My first attempt was to use a namedtuple. Actually handled most of my needs but I can't create an empty row the populate it as needed. I tried to use a recordclass but have much the same problem.

My output file might have > 30 columns so it gets very sloppy to have to create a new instance with a bunch of Nones. I also want to be able to add a column to the structure without having to update the __init__, etc.

My idea pseudo-code (using namedtuples for illustration) would be:

class TableRow(namedtuple(TableRow, "id name password hostip"))
    __slots__ = ()


class TableRowHeader:
    def __init__(self):
        header = TableRow()
        header.id = 'ID'
        header.name = "Name"
        header.password = "Password"
        header.hostip = "Host IP"


class OutputTable():
    def __init__(self):
        self.header = TableRowHeader()
        self.rows = list()

    def add(self, new_row):
        # Example assumes new_row is an instance of TableRow
        self.rows.append(new_row)

    def to_csv(self, file_name):
        with open(file_name, 'w') as csv_file:
            # creating a csv writer object
            csv_writer = csv.writer(csv_file)

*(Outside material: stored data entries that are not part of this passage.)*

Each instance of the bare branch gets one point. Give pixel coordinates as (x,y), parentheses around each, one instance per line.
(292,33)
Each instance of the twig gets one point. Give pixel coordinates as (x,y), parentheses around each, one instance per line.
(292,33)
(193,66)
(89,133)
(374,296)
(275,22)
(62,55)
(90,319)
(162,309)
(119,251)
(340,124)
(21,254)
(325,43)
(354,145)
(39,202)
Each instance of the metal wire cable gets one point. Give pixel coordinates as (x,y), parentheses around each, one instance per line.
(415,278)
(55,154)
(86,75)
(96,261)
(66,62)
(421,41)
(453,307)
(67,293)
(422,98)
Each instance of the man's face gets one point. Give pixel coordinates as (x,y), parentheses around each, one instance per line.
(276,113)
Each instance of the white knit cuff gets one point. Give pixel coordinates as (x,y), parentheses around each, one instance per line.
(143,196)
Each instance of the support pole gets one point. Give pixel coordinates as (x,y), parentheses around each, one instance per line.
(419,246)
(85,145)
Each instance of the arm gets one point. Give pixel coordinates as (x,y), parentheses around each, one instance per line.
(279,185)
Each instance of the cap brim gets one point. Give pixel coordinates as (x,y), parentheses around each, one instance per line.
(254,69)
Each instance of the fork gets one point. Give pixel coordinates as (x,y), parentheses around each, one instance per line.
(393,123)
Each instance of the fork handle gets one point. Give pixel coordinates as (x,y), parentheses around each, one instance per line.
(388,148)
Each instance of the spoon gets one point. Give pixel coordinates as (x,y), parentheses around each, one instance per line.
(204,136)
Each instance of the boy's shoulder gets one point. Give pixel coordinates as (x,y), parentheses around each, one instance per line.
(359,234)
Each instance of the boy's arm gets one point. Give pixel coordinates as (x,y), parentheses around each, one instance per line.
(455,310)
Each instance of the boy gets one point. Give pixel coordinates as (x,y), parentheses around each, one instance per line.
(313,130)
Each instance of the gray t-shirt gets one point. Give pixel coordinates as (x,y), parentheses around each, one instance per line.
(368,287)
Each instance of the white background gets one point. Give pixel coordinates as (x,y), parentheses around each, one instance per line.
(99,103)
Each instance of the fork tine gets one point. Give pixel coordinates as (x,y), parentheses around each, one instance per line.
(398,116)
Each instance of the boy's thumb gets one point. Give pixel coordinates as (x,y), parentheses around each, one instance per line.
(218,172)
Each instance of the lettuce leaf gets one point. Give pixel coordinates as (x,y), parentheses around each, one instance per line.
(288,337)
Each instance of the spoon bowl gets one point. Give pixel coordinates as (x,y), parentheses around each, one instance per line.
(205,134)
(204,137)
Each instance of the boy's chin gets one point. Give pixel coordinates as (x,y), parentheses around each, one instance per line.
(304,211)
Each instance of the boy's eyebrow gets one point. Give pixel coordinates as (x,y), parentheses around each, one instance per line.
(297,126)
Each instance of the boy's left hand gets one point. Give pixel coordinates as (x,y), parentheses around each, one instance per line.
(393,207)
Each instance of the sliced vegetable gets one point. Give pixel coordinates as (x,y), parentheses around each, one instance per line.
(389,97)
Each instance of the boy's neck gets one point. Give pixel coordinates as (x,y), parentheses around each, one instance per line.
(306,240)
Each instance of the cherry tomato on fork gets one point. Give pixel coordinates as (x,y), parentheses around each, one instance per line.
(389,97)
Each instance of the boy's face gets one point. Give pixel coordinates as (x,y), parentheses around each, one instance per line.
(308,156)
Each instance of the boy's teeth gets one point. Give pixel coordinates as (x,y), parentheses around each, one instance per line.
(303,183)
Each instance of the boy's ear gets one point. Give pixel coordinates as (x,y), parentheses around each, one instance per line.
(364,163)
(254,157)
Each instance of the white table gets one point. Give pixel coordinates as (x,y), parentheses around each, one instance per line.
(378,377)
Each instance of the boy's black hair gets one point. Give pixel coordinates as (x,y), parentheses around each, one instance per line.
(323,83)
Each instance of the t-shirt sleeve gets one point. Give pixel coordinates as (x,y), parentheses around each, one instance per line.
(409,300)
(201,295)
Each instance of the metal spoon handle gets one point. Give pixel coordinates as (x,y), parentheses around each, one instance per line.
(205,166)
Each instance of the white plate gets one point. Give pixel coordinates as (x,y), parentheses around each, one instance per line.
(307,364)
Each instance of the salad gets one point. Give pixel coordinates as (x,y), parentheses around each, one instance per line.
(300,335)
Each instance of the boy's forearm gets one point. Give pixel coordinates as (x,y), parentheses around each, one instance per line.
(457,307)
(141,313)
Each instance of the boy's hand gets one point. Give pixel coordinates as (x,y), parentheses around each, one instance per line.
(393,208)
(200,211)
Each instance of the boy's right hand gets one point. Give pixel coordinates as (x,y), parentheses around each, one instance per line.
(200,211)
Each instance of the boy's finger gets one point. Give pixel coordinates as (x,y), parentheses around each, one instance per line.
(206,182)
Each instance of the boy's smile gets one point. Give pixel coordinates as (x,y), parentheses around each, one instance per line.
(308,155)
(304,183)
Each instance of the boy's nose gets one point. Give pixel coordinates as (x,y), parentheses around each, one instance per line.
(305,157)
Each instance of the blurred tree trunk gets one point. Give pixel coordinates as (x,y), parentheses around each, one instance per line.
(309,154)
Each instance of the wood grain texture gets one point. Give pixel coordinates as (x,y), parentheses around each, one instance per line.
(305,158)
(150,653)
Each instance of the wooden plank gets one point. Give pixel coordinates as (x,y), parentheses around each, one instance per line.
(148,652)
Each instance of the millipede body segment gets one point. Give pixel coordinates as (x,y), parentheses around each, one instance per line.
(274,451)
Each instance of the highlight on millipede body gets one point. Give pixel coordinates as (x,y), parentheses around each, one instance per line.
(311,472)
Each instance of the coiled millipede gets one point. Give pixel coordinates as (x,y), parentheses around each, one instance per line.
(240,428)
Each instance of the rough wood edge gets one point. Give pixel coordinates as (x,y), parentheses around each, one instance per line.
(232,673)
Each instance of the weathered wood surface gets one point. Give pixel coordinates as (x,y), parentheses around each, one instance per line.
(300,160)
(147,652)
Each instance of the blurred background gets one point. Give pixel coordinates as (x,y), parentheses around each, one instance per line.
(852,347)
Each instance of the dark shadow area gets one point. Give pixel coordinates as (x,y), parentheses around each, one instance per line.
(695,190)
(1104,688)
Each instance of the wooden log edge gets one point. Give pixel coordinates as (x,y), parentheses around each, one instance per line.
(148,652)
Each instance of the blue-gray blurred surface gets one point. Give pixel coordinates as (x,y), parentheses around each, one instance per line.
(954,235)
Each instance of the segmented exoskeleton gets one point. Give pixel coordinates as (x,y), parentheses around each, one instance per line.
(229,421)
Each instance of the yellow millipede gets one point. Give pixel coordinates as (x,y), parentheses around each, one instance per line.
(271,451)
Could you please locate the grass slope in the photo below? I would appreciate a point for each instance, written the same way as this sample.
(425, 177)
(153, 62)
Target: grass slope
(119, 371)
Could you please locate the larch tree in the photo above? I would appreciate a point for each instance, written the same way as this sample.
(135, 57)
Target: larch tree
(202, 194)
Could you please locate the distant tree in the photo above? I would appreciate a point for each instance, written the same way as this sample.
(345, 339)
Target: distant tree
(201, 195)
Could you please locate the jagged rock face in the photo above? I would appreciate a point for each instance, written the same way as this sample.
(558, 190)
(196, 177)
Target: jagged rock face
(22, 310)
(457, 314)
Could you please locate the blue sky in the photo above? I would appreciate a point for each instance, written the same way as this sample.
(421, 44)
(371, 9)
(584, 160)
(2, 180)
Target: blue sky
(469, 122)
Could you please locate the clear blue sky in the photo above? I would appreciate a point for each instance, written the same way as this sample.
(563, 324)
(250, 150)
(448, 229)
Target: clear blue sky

            # writing the fields
            csv_writer.writerow(self.header)

            for row in sorted(self.rows):
                csv_writer.writerow(row)  


outtable = OutputTable()
row = TableRow()
row.id = 1
row.name = 'Matt'
row.hostip = '10.0.0.1'
row.password = 'obvious'      
outtable.add(row)

outtable.to_csv('./example.csv')

I like the pattern but can't figure out a clean way to handle this in Python.

Solution

Do you want something like that?

import csv
from collections import namedtuple

TableRowShort = namedtuple('TableRow', "id name password hostip")
TableRowFull = namedtuple('TableRowFull', "id name password hostip description source admin_name")


class TableRowOptional:
    def __init__(self, id, name, password=None, hostip=None, description=None, source=None, admin_name=None):
        super().__init__()

        self.id = id
        self.name = name
        self.password = password
        self.hostip = hostip
        self.description = description
        self.source = source
        self.admin_name = admin_name


class OutputTable():
    def __init__(self):
        self.headers = []
        self.rows = list()

    def add(self, row):
        if hasattr(row, '_asdict'):
            value = row._asdict()
        elif hasattr(row, '__dict__'):
            value = row.__dict__
        elif isinstance(row, dict):
            value = row
        else:
            raise ValueError('Not supported row type: {}'.format(type(row)))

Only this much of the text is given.